The Sheikh Hasina administration has provided many benefits to the Indian government, addressing their security concerns, providing virtually free transit on land and river routes and even giving free water to an Indian state on the basis of “humanity” whereas the Indian government transferred many weapons including submarines to Myanmar that has left Dhaka irked. Many Indians found employment in different projects across Bangladesh as a result of Bangladesh’s liberal approach towards India with billions remitted back across the border annually to benefit the Indian economy.
But recently Bangladeshi officials requested China for waiver on tariffs to its exports to narrow the massive trade gap that exists between Bangladesh and China.
The Tariff Commission of the state council of Ministry of Finance of the People’s Republic of China issued a notice granting tariff-free treatment to 97% of tariff products of Bangladesh, which will come to effect from 1st July 2020. The new list of 5,161 products augments 3,095 products Beijing already allows tariff-free from Bangladesh under the Asia-Pacific Trade Agreement.
Indian media noted with resentment the waiver was given a day after the Ladakh clash, thus what might have been totally unrelated was connected as a conspiracy by China to woo India’s neighbours.
India can hardly blame others for its tardy approach to regional cooperation. Its controversial Maitree Super Thermal Power Project (2x660MW) at Rampal worth $1.5 billion has not been completed yet with Indian workers having staged rowdy protests to go home. The Indian workers attacked Bangladeshi Police dispatched there to bring the situation under control.
India’s own intelligence agencies are also apparently active inside Bangladesh must to the resentment of Bangladesh’s security forces. There have been cases of disappeared of Bangladeshi nationals who mysteriously then appear in India months after they were taken away from unidentified personnel bearing walkie talkies and weapons, not associated with Bangladeshi law enforcement agencies.

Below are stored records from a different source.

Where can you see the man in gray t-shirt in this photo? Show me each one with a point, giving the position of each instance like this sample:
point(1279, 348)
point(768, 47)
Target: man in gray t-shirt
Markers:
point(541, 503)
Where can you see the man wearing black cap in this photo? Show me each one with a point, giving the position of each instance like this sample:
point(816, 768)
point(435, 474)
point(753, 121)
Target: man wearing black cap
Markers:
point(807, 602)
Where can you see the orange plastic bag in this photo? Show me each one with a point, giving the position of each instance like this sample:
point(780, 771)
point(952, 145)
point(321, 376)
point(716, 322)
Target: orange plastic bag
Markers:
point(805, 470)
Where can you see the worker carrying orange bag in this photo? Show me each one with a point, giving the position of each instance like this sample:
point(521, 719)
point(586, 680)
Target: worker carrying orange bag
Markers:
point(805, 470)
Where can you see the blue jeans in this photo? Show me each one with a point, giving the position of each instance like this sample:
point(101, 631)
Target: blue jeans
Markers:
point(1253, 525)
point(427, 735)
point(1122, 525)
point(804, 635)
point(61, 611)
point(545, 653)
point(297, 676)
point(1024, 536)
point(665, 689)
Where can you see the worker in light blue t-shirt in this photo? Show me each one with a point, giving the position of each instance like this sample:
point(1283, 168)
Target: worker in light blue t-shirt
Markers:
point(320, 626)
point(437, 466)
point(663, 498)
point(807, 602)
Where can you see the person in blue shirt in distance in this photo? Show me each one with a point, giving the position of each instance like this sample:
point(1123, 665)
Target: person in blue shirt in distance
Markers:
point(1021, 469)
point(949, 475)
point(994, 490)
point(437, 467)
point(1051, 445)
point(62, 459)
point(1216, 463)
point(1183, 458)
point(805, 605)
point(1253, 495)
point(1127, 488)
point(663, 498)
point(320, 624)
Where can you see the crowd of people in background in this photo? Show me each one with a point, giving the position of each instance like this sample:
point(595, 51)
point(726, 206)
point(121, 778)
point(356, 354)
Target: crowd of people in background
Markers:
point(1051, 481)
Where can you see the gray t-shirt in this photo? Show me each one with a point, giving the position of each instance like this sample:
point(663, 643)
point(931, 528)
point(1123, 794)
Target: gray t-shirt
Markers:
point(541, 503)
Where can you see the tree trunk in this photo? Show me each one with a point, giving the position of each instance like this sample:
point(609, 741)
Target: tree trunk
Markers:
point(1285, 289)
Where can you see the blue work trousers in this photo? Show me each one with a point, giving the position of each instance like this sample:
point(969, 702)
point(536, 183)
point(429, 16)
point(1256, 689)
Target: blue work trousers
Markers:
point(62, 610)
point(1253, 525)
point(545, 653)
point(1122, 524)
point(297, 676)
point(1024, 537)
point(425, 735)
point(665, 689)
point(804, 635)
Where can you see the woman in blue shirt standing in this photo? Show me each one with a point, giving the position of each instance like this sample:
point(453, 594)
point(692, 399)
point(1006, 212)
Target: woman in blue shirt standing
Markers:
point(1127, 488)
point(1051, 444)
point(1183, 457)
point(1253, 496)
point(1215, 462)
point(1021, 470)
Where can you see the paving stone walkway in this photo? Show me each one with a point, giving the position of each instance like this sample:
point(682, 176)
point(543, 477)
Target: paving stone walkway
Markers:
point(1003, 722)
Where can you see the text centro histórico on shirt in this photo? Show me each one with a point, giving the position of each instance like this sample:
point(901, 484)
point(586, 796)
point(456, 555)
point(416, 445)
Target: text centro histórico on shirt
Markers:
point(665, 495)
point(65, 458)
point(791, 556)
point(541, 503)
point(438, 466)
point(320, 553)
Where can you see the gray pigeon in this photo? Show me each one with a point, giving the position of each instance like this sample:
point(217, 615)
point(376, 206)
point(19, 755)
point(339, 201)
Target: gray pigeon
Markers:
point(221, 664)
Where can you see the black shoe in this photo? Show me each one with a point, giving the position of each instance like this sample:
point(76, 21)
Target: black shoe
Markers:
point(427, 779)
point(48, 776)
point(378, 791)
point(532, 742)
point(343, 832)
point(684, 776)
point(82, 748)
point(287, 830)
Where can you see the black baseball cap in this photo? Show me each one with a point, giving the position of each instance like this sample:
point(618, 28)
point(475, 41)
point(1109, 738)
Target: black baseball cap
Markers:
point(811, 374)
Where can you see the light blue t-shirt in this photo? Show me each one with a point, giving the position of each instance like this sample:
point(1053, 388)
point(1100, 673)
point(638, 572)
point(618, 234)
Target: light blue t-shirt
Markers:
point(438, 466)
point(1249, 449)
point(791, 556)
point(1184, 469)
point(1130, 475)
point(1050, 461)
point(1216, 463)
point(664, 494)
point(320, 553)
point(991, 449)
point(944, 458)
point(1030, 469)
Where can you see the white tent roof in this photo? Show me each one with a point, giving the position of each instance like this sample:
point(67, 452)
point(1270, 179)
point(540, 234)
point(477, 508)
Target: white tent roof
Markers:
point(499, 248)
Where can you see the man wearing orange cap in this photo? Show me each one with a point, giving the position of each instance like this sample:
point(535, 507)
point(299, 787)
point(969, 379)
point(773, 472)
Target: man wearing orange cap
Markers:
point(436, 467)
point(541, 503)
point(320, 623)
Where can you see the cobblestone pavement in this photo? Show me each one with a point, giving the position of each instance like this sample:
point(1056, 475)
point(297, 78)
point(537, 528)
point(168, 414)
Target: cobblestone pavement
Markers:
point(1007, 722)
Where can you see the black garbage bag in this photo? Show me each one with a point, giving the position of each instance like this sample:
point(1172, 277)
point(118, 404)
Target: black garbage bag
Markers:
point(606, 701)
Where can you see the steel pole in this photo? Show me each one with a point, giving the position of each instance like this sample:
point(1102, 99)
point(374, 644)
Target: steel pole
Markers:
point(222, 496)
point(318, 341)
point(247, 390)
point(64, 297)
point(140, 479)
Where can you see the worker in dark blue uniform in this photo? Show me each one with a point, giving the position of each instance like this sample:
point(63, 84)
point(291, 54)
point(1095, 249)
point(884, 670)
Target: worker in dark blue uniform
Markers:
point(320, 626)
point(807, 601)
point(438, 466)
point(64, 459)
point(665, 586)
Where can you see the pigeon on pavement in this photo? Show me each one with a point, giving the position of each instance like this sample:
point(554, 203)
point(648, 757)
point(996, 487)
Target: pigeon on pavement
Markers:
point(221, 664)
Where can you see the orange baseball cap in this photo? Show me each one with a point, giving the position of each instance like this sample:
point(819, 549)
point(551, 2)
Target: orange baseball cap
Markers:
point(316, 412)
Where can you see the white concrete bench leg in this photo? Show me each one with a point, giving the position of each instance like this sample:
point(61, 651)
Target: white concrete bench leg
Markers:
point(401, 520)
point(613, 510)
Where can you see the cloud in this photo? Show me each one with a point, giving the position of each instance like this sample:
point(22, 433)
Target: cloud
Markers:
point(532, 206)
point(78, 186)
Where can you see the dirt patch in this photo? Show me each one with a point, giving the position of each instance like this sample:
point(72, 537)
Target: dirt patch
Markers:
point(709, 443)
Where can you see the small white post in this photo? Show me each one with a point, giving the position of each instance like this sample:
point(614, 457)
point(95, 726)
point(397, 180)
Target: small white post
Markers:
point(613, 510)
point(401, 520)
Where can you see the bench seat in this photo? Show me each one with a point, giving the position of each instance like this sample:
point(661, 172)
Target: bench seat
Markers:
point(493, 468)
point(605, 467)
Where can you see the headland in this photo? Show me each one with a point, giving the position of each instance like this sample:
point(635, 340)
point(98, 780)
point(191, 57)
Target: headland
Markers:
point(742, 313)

With heightening tensions between Dhaka and New Delhi, people of Bangladesh also do not view India positively because they believe Bangladesh always pays a higher price for its cooperation with India without any benefits.
Right now Chinese companies are on the verge of completing many critical projects in Bangladesh including the Padma multi-purpose bridge, the Karnaphuly under-sea tunnel, submarine base in Cox’s Bazar, powerplant and port projects in Payra. A Chinese company has also been awarded a contract to expand the Cox’s Bazar airport in to a modern international airport.
Bangladesh is already a partner of China’s Belt Road Initiative (BRI) and the regional Bangladesh-China-India-Myanmar Economic Corridor to boost trade opportunities.
In the military domain China’s state arms export agencies have secured contracts to export VT-5 light tanks to the Bangladesh Army. They have also reportedly advanced with plans to export J-10C single-engine multi-role fighters and armed unmanned aerial combat vehicles. Scores of guided MLRS systems, anti-tank weapons, air defence missile systems, submarine launched torpedoes and anti-ship missiles have also been delivered to the Bangladesh armed forces in recent years.
China is now a strategic partner of Bangladesh at the same level as Pakistan. Its deep ties with Dhaka will grow stronger pushed by India’s recent moves in the Galwan Valley. Bangladesh and other smaller regional countries can benefit from China’s presence in the region to counter-act against India’s hegemonic misadventures.